Her death brought to 26 the number of people who have died in China since 2003, out of 40 reported human cases, according to the World Health Organization.

Authorities in Hong Kong have raised the bird flu alert level to "serious" since they discovered infected chickens, resulting in major disruptions to poultry supplies over the busy Christmas period.

Two schools were ordered to close after dead birds infected with the virus were found on their premises.

Hong Kong was the site of the world's first major outbreak of bird flu among humans in 1997, when six people died. Millions of birds were then culled.

The avian influenza virus has killed more than 330 people around the world, with Indonesia the worst-hit country. Most human infections are the result of direct contact with infected birds.

Scientists fear H5N1 could mutate into a form readily transmissible between humans, with the potential to cause millions of deaths.

Highlighting those fears, the World Health Organization said on Friday it was "deeply concerned" about research into whether H5N1 could be made more transmissible between humans after mutant strains were produced in labs.

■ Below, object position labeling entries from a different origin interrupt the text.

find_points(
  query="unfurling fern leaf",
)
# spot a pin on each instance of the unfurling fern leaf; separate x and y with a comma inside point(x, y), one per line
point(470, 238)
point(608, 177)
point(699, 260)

Two separate research teams -- one in the Netherlands and the other in the United States -- separately found ways to alter the virus H5N1 so it could pass easily between mammals.

Hong Kong is particularly nervous about infectious diseases after an outbreak of the respiratory disease SARS in 2003 killed 300 people in the city and a further 500 worldwide.

A 59-year-old woman tested positive for bird flu in 2010 in Hong Kong's first human case of the illness since 2003.